China equities ended the week lower as investors weighed signs of uneven economic recovery amid continued resilience in parts of the private and technology sectors. The onshore CSI 300 Index, the main onshore benchmark, lost -1.5% (4.6% YTD), while the Shanghai Composite Index moved -0.9% lower (2.0% YTD). Hong Kong's benchmark Hang Seng Index declined by -0.6% (-1.4% YTD), although technology-related gains helped limit losses. Investor attention centred on May PMI data, which highlighted an uneven recovery, while developments in China's AI sector provided a bright spot for technology sentiment. The MSCI China Index, which primarily comprises offshore-listed stocks, added 0.3% (-7.6% YTD).

In Colombia, markets rallied this week after the first round of the presidential election delivered a stronger-than-expected result for right-wing candidate Abelardo de la Espriella. He finished ahead of left-wing candidate Iván Cepeda, and the two will face each other in a 21 June runoff. Markets appeared to view the result as increasing the likelihood of a more market-friendly policy direction, including greater fiscal discipline and a less confrontational stance toward the private sector.

However, the outcome remains uncertain. Cepeda still received a large share of the vote, and the runoff is expected to be competitive. As a result, markets could remain sensitive to polling, endorsements, turnout expectations, and the candidates’ economic proposals, according to T. Rowe Price Sovereign Analyst Christopher Mejia.

The market reaction was broad-based: Equities rose, the peso strengthened against the US dollar, and local government bonds gained as yields fell. Colombia also benefited from higher oil prices, which can support government revenues because oil is a key export and source of tax and royalty income. However, the fiscal benefit will depend on production levels and spending discipline.

Elsewhere, Indonesia was among the weaker markets in Asia this week, as investors focused on currency pressure, higher oil prices, and rising uncertainty around economic policy. Higher oil prices raised concerns about inflation, subsidy costs, and pressure on the country’s external balances. At the same time, investors were assessing recent policy changes, including revisions to the financial-sector law that broadened Bank Indonesia’s mandate to include support for economic growth and give parliament a larger oversight role.

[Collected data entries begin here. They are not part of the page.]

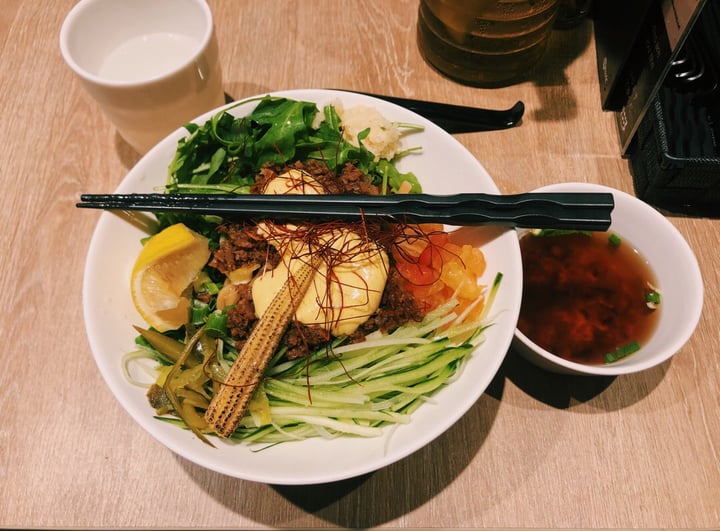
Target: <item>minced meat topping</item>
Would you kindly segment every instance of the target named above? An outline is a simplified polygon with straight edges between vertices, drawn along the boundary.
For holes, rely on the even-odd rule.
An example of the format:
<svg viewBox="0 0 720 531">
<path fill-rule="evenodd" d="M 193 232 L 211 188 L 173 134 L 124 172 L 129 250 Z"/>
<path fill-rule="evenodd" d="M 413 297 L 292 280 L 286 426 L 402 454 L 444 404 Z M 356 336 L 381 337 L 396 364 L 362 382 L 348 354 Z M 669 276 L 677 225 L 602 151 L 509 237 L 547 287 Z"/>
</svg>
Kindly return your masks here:
<svg viewBox="0 0 720 531">
<path fill-rule="evenodd" d="M 239 223 L 224 223 L 217 230 L 223 234 L 220 246 L 210 259 L 209 265 L 227 275 L 242 265 L 254 264 L 258 268 L 267 264 L 274 269 L 280 255 L 267 240 L 257 234 L 257 227 Z"/>
<path fill-rule="evenodd" d="M 346 164 L 340 174 L 336 174 L 327 164 L 319 160 L 296 162 L 286 166 L 266 165 L 260 170 L 255 184 L 250 188 L 250 193 L 262 193 L 269 181 L 292 169 L 308 173 L 320 183 L 326 194 L 378 195 L 380 193 L 380 189 L 370 182 L 370 178 L 353 164 Z"/>
<path fill-rule="evenodd" d="M 378 188 L 370 184 L 368 177 L 352 164 L 346 165 L 340 175 L 337 175 L 320 161 L 309 161 L 305 164 L 297 162 L 284 167 L 265 166 L 251 188 L 251 193 L 260 193 L 267 182 L 288 169 L 309 173 L 328 194 L 379 193 Z M 213 252 L 209 265 L 221 273 L 228 274 L 248 263 L 268 269 L 274 269 L 279 263 L 277 250 L 258 235 L 254 225 L 228 222 L 220 225 L 218 230 L 223 234 L 223 238 L 219 248 Z M 403 282 L 391 262 L 379 308 L 353 333 L 350 341 L 362 341 L 367 334 L 375 330 L 390 332 L 405 323 L 422 320 L 424 311 L 415 298 L 403 289 Z M 228 308 L 227 316 L 230 336 L 240 349 L 257 322 L 257 317 L 250 284 L 238 288 L 239 300 Z M 322 348 L 329 340 L 330 334 L 324 328 L 293 321 L 285 332 L 280 347 L 287 349 L 285 356 L 288 359 L 293 359 L 309 355 Z"/>
</svg>

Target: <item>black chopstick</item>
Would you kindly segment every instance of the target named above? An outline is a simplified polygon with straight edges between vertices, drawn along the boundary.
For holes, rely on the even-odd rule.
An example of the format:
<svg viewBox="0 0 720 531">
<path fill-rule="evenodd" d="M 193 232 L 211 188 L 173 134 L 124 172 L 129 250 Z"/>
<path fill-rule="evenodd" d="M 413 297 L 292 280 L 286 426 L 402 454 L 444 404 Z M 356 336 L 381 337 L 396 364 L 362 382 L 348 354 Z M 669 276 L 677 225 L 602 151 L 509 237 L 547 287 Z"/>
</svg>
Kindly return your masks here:
<svg viewBox="0 0 720 531">
<path fill-rule="evenodd" d="M 338 219 L 386 217 L 411 223 L 505 225 L 519 228 L 607 230 L 610 193 L 236 195 L 84 194 L 80 208 L 189 212 L 232 219 Z"/>
<path fill-rule="evenodd" d="M 481 107 L 467 107 L 451 103 L 386 96 L 371 92 L 348 90 L 345 90 L 345 92 L 355 92 L 356 94 L 371 96 L 405 107 L 420 116 L 424 116 L 451 134 L 508 129 L 519 124 L 525 113 L 525 104 L 522 101 L 516 102 L 508 109 L 483 109 Z"/>
</svg>

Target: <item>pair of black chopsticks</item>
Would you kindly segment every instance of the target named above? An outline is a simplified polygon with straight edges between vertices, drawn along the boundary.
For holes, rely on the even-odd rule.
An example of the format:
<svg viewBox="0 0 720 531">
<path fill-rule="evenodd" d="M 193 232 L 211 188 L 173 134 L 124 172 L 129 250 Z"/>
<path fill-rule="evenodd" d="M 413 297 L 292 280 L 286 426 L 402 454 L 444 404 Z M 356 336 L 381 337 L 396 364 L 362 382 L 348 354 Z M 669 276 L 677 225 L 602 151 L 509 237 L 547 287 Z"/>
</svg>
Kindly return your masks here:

Indonesian equities fell over the week, including a sharp decline on Wednesday following fresh US-Iran military exchanges, and ended the week at a four-year low. The rupiah also weakened to record lows, heightening concerns about import and energy costs, which can affect inflation, corporate margins, and borrowers' ability to manage US dollar-denominated debt. Market pricing suggested investors were waiting for clearer evidence of currency stability, fiscal discipline, and policy consistency before taking a more constructive view on Indonesian assets.

 

Last week, the Bloomberg Global Aggregate Index (hedged to USD) returned -0.4% (0.3% YTD), the Bloomberg Global High Yield Index (hedged to USD) -0.2% (2.0% YTD), and the Bloomberg Emerging Markets Hard Currency Aggregate Index -0.4% (1.0% YTD).

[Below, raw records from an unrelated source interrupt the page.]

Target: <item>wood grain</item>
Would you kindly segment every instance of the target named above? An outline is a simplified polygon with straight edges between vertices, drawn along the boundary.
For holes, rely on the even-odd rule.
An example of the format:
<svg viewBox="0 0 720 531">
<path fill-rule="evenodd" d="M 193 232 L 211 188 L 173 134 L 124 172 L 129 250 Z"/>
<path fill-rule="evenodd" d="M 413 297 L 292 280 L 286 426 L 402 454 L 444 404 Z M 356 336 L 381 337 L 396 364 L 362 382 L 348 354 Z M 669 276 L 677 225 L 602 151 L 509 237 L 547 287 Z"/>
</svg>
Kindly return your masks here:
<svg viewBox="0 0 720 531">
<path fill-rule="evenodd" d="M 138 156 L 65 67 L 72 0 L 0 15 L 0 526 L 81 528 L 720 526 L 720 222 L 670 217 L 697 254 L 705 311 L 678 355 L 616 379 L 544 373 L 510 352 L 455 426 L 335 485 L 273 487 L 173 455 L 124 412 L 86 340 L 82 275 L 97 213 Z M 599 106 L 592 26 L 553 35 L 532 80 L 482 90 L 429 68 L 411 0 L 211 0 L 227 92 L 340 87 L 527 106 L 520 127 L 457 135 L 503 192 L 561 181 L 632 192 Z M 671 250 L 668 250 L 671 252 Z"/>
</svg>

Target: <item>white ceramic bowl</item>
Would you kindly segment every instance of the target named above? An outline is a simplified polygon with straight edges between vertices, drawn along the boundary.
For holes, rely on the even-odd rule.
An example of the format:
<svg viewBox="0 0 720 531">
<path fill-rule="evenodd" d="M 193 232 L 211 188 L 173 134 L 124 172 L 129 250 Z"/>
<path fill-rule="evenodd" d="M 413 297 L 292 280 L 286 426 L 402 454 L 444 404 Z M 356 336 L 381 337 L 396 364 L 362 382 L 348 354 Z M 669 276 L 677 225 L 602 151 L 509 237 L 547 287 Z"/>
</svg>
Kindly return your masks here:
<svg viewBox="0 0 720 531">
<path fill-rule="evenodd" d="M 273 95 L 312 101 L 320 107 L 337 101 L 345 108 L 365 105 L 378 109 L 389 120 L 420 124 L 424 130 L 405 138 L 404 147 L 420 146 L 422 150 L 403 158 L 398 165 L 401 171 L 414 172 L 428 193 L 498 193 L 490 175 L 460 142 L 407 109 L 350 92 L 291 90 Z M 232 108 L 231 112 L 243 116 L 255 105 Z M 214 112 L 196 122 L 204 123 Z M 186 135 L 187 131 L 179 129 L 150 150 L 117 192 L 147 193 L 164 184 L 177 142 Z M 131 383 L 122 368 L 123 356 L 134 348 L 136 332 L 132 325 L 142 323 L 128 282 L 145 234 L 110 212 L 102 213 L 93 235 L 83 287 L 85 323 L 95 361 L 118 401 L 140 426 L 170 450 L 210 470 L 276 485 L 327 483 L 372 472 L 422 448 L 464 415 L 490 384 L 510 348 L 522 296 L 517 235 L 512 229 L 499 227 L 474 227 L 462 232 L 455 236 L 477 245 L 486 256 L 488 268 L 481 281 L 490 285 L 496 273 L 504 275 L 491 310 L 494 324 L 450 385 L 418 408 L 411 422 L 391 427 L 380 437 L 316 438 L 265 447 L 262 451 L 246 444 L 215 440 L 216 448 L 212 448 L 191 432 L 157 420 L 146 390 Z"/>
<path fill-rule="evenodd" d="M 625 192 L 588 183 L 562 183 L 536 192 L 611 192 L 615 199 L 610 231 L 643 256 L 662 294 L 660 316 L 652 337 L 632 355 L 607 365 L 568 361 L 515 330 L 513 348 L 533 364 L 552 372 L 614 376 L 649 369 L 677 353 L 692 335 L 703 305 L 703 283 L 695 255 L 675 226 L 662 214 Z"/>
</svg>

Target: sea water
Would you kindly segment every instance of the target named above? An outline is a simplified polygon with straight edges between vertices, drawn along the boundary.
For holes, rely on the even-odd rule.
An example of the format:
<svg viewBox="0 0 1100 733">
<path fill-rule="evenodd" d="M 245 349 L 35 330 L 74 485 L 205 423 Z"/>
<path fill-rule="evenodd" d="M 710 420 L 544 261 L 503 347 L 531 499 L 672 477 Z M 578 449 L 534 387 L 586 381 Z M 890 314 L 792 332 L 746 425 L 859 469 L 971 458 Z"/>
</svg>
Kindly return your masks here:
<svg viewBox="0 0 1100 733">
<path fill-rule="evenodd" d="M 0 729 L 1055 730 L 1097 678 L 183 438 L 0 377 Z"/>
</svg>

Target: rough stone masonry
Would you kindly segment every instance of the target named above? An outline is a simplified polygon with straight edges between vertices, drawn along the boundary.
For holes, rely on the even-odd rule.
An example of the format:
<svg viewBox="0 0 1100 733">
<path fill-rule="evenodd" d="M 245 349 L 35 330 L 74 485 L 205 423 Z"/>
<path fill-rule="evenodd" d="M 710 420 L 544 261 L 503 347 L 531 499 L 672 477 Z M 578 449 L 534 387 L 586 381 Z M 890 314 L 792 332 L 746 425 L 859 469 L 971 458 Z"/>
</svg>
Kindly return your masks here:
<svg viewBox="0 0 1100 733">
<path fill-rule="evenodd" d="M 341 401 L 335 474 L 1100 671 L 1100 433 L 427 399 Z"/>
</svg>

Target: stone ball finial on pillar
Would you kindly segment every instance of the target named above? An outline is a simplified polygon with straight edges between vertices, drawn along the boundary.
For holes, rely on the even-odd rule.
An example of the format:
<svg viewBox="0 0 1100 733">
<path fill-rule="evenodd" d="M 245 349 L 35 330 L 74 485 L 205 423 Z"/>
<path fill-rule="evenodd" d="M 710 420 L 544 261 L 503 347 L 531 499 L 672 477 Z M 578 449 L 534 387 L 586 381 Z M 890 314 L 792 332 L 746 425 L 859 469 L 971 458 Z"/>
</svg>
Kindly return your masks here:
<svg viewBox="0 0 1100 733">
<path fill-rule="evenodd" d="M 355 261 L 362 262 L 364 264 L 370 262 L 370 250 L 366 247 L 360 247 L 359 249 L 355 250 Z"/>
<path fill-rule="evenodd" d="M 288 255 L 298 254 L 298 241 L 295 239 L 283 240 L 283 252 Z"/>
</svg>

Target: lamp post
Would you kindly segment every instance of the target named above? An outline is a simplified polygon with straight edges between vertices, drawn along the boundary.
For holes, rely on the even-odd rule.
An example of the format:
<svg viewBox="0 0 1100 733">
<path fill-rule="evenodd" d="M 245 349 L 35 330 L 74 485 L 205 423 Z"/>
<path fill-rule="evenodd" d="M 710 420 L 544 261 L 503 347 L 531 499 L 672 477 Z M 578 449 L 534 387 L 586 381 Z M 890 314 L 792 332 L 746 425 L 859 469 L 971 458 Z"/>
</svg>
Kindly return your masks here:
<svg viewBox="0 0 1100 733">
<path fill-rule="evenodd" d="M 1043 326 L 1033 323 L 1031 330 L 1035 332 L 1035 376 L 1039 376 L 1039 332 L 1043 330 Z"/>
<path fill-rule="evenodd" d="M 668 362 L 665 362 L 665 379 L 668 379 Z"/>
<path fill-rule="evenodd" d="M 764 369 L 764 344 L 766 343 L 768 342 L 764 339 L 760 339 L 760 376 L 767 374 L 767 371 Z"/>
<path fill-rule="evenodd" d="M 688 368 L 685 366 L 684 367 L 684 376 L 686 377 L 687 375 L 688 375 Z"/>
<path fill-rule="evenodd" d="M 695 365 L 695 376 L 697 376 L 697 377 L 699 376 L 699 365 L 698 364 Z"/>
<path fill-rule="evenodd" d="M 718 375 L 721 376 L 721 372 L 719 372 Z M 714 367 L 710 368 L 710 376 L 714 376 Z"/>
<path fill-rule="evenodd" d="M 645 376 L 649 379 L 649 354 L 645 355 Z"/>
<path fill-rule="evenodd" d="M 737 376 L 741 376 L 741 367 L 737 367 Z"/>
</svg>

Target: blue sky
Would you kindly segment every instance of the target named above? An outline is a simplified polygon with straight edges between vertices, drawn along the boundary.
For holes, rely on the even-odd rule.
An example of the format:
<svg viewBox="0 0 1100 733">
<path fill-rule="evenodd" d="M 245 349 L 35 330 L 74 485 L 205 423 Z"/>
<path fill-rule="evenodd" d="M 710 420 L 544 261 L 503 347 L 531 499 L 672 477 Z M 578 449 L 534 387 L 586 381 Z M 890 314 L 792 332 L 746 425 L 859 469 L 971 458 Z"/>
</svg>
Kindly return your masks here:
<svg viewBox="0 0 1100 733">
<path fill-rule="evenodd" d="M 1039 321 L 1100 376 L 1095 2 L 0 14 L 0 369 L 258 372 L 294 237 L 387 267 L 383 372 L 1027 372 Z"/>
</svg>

US Treasuries posted losses for the week, with yields rising across most maturities as solid economic data, oil price volatility, and some hawkish commentary from Fed officials fuelled concerns that inflation pressures could keep monetary policy restrictive. Over the week, the 10-year Treasury yield increased by 9bps to 4.53% from 4.44% (up 36bps YTD). The 2-year Treasury yield rose by 14bps, ending the week at 4.15% from 4.01% (up 67bps YTD).

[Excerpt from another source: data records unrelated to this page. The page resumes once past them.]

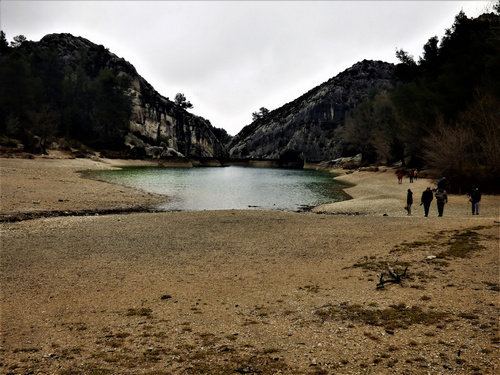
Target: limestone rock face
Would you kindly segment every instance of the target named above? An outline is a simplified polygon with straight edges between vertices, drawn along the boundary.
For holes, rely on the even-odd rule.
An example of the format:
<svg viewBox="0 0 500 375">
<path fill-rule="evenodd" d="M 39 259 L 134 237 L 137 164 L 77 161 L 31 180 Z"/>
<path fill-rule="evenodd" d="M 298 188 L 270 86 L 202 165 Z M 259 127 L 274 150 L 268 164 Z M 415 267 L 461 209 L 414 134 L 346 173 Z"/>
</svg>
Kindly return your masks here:
<svg viewBox="0 0 500 375">
<path fill-rule="evenodd" d="M 89 77 L 100 69 L 114 69 L 130 79 L 128 94 L 132 99 L 130 134 L 125 142 L 131 148 L 155 150 L 154 155 L 185 158 L 225 158 L 227 151 L 214 135 L 213 126 L 202 117 L 187 112 L 160 95 L 134 66 L 82 37 L 71 34 L 50 34 L 37 43 L 37 48 L 56 48 L 65 66 L 83 66 Z M 151 148 L 153 147 L 153 148 Z M 158 152 L 158 148 L 163 149 Z"/>
<path fill-rule="evenodd" d="M 373 90 L 394 86 L 393 64 L 364 60 L 246 126 L 229 145 L 233 158 L 323 161 L 342 153 L 335 129 Z"/>
</svg>

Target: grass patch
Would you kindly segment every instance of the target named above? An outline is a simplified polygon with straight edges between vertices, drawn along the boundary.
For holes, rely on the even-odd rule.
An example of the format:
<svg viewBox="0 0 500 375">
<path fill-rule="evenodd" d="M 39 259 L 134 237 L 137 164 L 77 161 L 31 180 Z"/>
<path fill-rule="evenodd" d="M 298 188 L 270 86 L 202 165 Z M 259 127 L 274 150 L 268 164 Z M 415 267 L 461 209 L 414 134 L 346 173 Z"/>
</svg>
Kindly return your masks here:
<svg viewBox="0 0 500 375">
<path fill-rule="evenodd" d="M 416 348 L 418 346 L 418 342 L 416 342 L 415 340 L 410 340 L 408 341 L 408 345 L 413 348 Z"/>
<path fill-rule="evenodd" d="M 260 324 L 260 322 L 254 319 L 246 319 L 245 322 L 243 323 L 243 326 L 250 326 L 254 324 Z"/>
<path fill-rule="evenodd" d="M 437 238 L 436 238 L 436 240 L 437 240 Z M 389 252 L 390 253 L 408 252 L 411 250 L 417 250 L 417 249 L 421 249 L 421 248 L 432 248 L 432 247 L 435 247 L 436 240 L 403 242 L 400 245 L 394 246 L 394 248 Z"/>
<path fill-rule="evenodd" d="M 364 332 L 363 335 L 365 337 L 368 337 L 369 339 L 373 340 L 373 341 L 380 341 L 380 337 L 374 335 L 373 333 L 371 332 Z"/>
<path fill-rule="evenodd" d="M 38 353 L 39 351 L 38 348 L 16 348 L 13 353 Z"/>
<path fill-rule="evenodd" d="M 458 314 L 459 317 L 464 318 L 464 319 L 469 319 L 469 320 L 476 320 L 479 319 L 479 316 L 473 313 L 460 313 Z"/>
<path fill-rule="evenodd" d="M 59 374 L 60 375 L 108 375 L 108 374 L 113 374 L 113 371 L 105 368 L 100 368 L 92 364 L 87 364 L 79 369 L 70 368 L 61 370 Z"/>
<path fill-rule="evenodd" d="M 106 340 L 105 344 L 111 348 L 117 349 L 123 346 L 123 340 L 122 339 Z"/>
<path fill-rule="evenodd" d="M 415 276 L 417 276 L 419 279 L 436 279 L 436 275 L 430 275 L 424 271 L 418 271 L 415 273 Z"/>
<path fill-rule="evenodd" d="M 419 306 L 407 307 L 404 303 L 386 309 L 367 309 L 359 304 L 341 304 L 316 311 L 324 320 L 349 320 L 386 329 L 406 329 L 413 324 L 441 323 L 448 316 L 445 312 L 423 311 Z"/>
<path fill-rule="evenodd" d="M 202 332 L 199 336 L 202 339 L 203 346 L 214 345 L 217 341 L 219 341 L 219 338 L 210 332 Z"/>
<path fill-rule="evenodd" d="M 419 284 L 412 284 L 412 285 L 410 285 L 410 288 L 418 289 L 418 290 L 425 290 L 425 286 L 419 285 Z"/>
<path fill-rule="evenodd" d="M 140 309 L 128 309 L 127 310 L 127 316 L 146 316 L 146 317 L 151 317 L 151 314 L 153 313 L 153 310 L 150 308 L 146 307 L 141 307 Z"/>
<path fill-rule="evenodd" d="M 494 292 L 500 292 L 500 285 L 498 283 L 490 283 L 488 281 L 483 281 L 483 284 L 489 287 L 490 290 Z"/>
<path fill-rule="evenodd" d="M 474 252 L 484 249 L 484 246 L 479 244 L 481 235 L 478 231 L 488 228 L 490 227 L 476 226 L 462 231 L 455 230 L 451 232 L 451 237 L 449 237 L 450 231 L 440 231 L 437 234 L 434 234 L 432 239 L 428 241 L 403 242 L 402 244 L 396 245 L 392 250 L 390 250 L 390 253 L 426 249 L 437 250 L 445 246 L 447 249 L 441 251 L 437 255 L 438 258 L 469 258 Z M 449 237 L 448 240 L 446 239 L 447 237 Z M 438 263 L 443 266 L 448 265 L 447 262 L 442 260 L 435 260 L 434 263 Z"/>
<path fill-rule="evenodd" d="M 271 348 L 272 349 L 272 348 Z M 269 352 L 269 350 L 264 350 Z M 276 351 L 272 349 L 271 353 Z M 278 374 L 290 373 L 290 368 L 279 358 L 269 358 L 264 355 L 242 355 L 228 352 L 229 356 L 223 356 L 219 352 L 209 351 L 205 355 L 196 354 L 190 358 L 190 366 L 185 369 L 184 374 Z"/>
<path fill-rule="evenodd" d="M 310 293 L 318 293 L 319 289 L 319 285 L 306 285 L 304 287 L 299 287 L 299 290 L 305 290 Z"/>
<path fill-rule="evenodd" d="M 281 349 L 279 349 L 279 348 L 271 347 L 271 348 L 264 348 L 262 350 L 262 353 L 264 353 L 264 354 L 273 354 L 273 353 L 279 353 L 280 351 L 281 351 Z"/>
<path fill-rule="evenodd" d="M 398 266 L 398 267 L 410 267 L 411 263 L 409 262 L 397 262 L 395 264 L 391 264 L 392 266 Z M 388 262 L 387 260 L 374 260 L 373 257 L 363 257 L 361 258 L 357 263 L 355 263 L 352 268 L 361 268 L 363 270 L 367 271 L 373 271 L 373 272 L 386 272 L 388 269 Z"/>
<path fill-rule="evenodd" d="M 363 259 L 352 266 L 353 268 L 362 268 L 368 271 L 382 272 L 387 270 L 387 261 Z"/>
<path fill-rule="evenodd" d="M 391 359 L 389 362 L 387 362 L 387 367 L 394 367 L 398 363 L 397 359 Z"/>
<path fill-rule="evenodd" d="M 472 229 L 455 233 L 448 242 L 449 248 L 437 254 L 437 257 L 470 258 L 474 252 L 485 248 L 479 244 L 479 239 L 479 233 Z"/>
</svg>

US investment-grade corporate bonds also declined, underperforming Treasuries, although new issues were generally oversubscribed. Year-to-date supply in the market was at its fastest pace since 2020. Sentiment in the high-yield bond market was mixed but constructive despite bouts of volatility fuelled by oil price swings, renewed geopolitical tensions, and shifting rate expectations.

Over the week, the 10-year German Bund yield increased by 10bps, ending at 3.04% from 2.94% (up 18bps YTD). The 10-year UK gilt yield rose by 9bps, ending the week at 4.90% from 4.81% (up 43bps YTD).